Download page Permissions Required to Run the Machine Agent.
Permissions Required to Run the Machine Agent
This page describes the permissions needed to run the Machine Agent. During installation, the default user for running the Machine Agent is set to root. This is because the only user that is standard on a UNIX or Linux system is root and we do not want to create users on your system. We recommend that you create a non-root user, for example <machine_agent_user>, and assign the appropriate permissions to that user. See Install the Machine Agent.
For all environments, create a specific user with the necessary read/write/execute permissions.
All files in the <machine-agent-home> installation directory should be readable by the Machine Agent.
The user that runs the Machine Agent must have write privileges to the logging output directory and to the /conf directory in the agent installation directory.
Additionally, the user that runs the Machine Agent needs execute access.
Important Notes
You do not need to run the Machine Agent from a root or administrator account. However, if you enable the JVM Crash Guard on a monitored application running from a root or administrator account, then the Machine Agent requires root or administrator privileges to access the monitored application's JVM process and directory listings for crash files.
You need to run with administrator or root privileges if you want to monitor networks or disks that are only available to the administrator or root user.
The user that runs the Machine Agent must have write privileges to the conf and logs directories in the <machine_agent_home> directory.
The Machine Agent implements a shutdown hook, so issuing the kill command (or Ctrl+C) from the operating system will cause the agent to perform a graceful shutdown.
If the Machine Agent is not run by the root user or administrator user, the user that runs the Machine Agent should have permissions to execute the listed commands for the following environments. These commands are the source of metric collection.
AIX
awk
cat
cut
date
grep
head
ifconfig
lparstat
lsattr
lsdev
netstat
ps
svmon
tail
tr
oslevel
prtconf
uname
df
iostat
sed
uptime
Linux
awk
basename
cat
df
chroot
date
free
getconf
ip
lsblk
ps
readlink
sed
tail
tr
uname
uptime
vmstat
Windows
Windows permissions for files and subfolders are inherited by default from the parent folder (<machine_agent_home>).
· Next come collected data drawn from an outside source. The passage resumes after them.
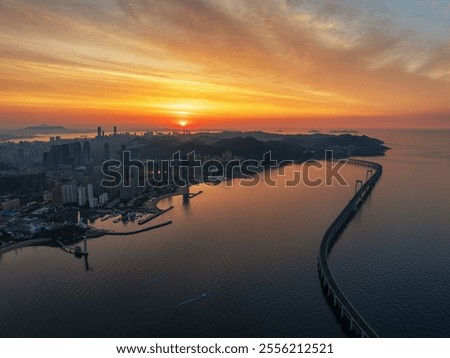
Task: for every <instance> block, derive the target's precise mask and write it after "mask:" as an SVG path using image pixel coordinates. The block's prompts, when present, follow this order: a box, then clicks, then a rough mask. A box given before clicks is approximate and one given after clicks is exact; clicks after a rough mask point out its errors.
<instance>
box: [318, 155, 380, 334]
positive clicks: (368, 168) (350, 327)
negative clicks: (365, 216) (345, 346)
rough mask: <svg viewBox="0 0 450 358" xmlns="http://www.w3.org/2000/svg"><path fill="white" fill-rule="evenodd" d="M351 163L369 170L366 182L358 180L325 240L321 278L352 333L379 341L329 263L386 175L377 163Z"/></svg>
mask: <svg viewBox="0 0 450 358" xmlns="http://www.w3.org/2000/svg"><path fill="white" fill-rule="evenodd" d="M348 163H349V164H354V165H359V166H363V167H366V168H367V171H366V180H365V182H363V181H361V180H357V182H356V185H355V195H354V196H353V198H352V199H351V200H350V201H349V203H348V204H347V205H346V206H345V208H344V209H343V210H342V211H341V213H340V214H339V215H338V217H337V218H336V219H335V220H334V221H333V223H332V224H331V225H330V227H329V228H328V230H327V231H326V233H325V235H324V237H323V239H322V242H321V244H320V252H319V257H318V270H319V277H320V281H321V284H322V288H323V291H324V294H325V295H326V296H327V299H328V301H329V302H330V305H331V306H332V308H333V309H335V310H336V311H337V312H338V314H339V315H340V318H341V319H342V320H345V321H347V322H348V323H349V328H350V331H351V332H352V333H354V334H356V335H357V336H359V337H362V338H378V335H377V334H376V332H375V331H374V330H373V329H372V327H370V325H369V324H368V323H367V322H366V321H365V320H364V318H363V317H362V316H361V315H360V314H359V312H358V311H357V310H356V308H355V307H354V306H353V305H352V304H351V303H350V301H349V300H348V299H347V297H346V296H345V295H344V293H343V292H342V290H341V288H340V287H339V285H338V284H337V282H336V281H335V279H334V277H333V275H332V273H331V270H330V267H329V264H328V256H329V253H330V251H331V248H332V247H333V245H334V243H335V242H336V241H337V240H338V239H339V237H340V235H341V233H342V231H343V230H344V228H345V227H346V226H347V224H348V223H349V222H350V220H351V219H352V217H353V216H354V215H355V213H356V212H357V211H358V210H359V208H360V207H361V206H362V204H363V203H364V201H365V200H366V198H367V196H368V195H369V194H370V192H371V191H372V189H373V188H374V187H375V185H376V183H377V181H378V179H379V178H380V177H381V174H382V172H383V167H382V166H381V165H380V164H377V163H374V162H369V161H366V160H358V159H349V160H348Z"/></svg>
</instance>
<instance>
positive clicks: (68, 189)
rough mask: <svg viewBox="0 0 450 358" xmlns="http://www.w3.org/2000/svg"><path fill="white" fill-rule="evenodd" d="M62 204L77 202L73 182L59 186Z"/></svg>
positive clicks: (74, 189)
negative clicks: (60, 189) (60, 187)
mask: <svg viewBox="0 0 450 358" xmlns="http://www.w3.org/2000/svg"><path fill="white" fill-rule="evenodd" d="M61 190H62V199H63V204H72V203H76V202H77V187H76V186H75V184H64V185H62V186H61Z"/></svg>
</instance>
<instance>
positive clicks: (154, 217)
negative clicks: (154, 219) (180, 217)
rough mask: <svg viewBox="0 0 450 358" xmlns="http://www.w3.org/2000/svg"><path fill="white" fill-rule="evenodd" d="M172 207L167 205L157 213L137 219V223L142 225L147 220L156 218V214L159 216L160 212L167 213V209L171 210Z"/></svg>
mask: <svg viewBox="0 0 450 358" xmlns="http://www.w3.org/2000/svg"><path fill="white" fill-rule="evenodd" d="M173 208H174V207H173V206H169V207H168V208H167V209H165V210H161V211H160V212H159V213H156V214H153V215H150V216H148V217H147V218H145V219H142V220H139V221H138V224H139V225H144V224H146V223H148V222H149V221H151V220H153V219H156V218H157V217H158V216H161V215H162V214H164V213H167V212H168V211H170V210H172V209H173Z"/></svg>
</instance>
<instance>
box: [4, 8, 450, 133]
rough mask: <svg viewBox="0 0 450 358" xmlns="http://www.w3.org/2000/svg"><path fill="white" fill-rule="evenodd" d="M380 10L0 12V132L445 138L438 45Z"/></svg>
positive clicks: (34, 10)
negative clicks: (430, 136)
mask: <svg viewBox="0 0 450 358" xmlns="http://www.w3.org/2000/svg"><path fill="white" fill-rule="evenodd" d="M356 3H357V2H356ZM388 10H389V9H384V10H383V11H382V10H377V11H374V10H373V9H371V8H367V7H362V6H359V5H358V4H355V2H354V1H333V2H330V1H319V2H314V4H312V2H304V1H293V0H291V1H289V0H285V1H284V0H280V1H271V2H262V1H237V0H236V1H212V0H211V1H206V0H205V1H200V0H189V1H186V0H177V1H133V2H126V1H123V2H122V1H113V0H111V1H103V2H94V1H79V2H78V1H71V2H70V4H66V2H61V1H31V0H30V1H8V0H5V1H0V52H1V56H0V76H1V84H0V120H1V123H2V126H3V127H10V128H11V127H12V128H17V127H23V126H25V125H30V124H41V123H47V124H62V125H64V126H66V127H70V128H76V127H83V128H87V127H94V126H97V125H104V126H110V125H113V124H117V125H119V126H121V127H122V128H124V127H128V128H144V127H171V126H173V125H174V123H179V122H180V121H186V122H187V123H188V127H191V128H237V129H266V128H267V129H274V128H280V129H283V128H288V129H292V128H306V127H317V128H321V127H324V126H325V127H329V128H332V127H355V128H356V127H358V128H360V127H379V126H383V127H384V126H413V127H417V126H423V127H439V126H441V127H448V126H450V115H449V113H450V100H449V98H450V96H449V94H450V62H449V61H448V58H450V50H449V49H450V38H449V37H448V35H446V33H445V32H439V29H437V30H436V31H435V32H430V31H421V28H414V27H413V25H414V24H413V23H401V24H400V23H399V21H396V18H397V17H396V16H397V15H398V14H397V15H396V13H395V12H394V15H392V13H393V10H392V9H391V10H389V11H390V12H389V11H388ZM396 11H397V12H398V11H401V9H396ZM431 20H432V18H431V17H430V21H431ZM428 30H429V29H428ZM433 31H434V30H433ZM447 32H448V28H447Z"/></svg>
You should restrict permissions to users authorized to start, stop, and configure the Machine Agent:
Read and Write permissions to all files and subfolders under <machine-agent-home>
(If running as a terminal application) Read, Write, and Execute permissions for the file <machine-agent-home>\bin\machine-agent.vbs
(If running as a service) Start, Stop, and Restart permissions for the Machine Agent service. You only need admin privileges to install the service. The Machine Agent runs under the local system account which has extensive privileges on the local system, so you do not need to run the Machine Agent as Administrator, unless WMI access is revoked. Normal users typically have WMI access. See https://technet.microsoft.com/en-us/library/cc771551.aspx.
Mac OS X, AIX, HP-UX, and Z/OS
There are no particular execute privileges required.
Solaris System Utilities
awk
cat
cut
df
dladm
grep
head
ifconfig
iostat
isainfo
kstat
mpstat
nawk
netstat
pagesize
ps
psrinfo
sed
swap
tail
tr
uname
uniq
uptime
vmstat
wc
zpool
JVM Crash Guard
If you plan to enable JVM Crash Guard, see JVM Crash Guard for additional required permissions.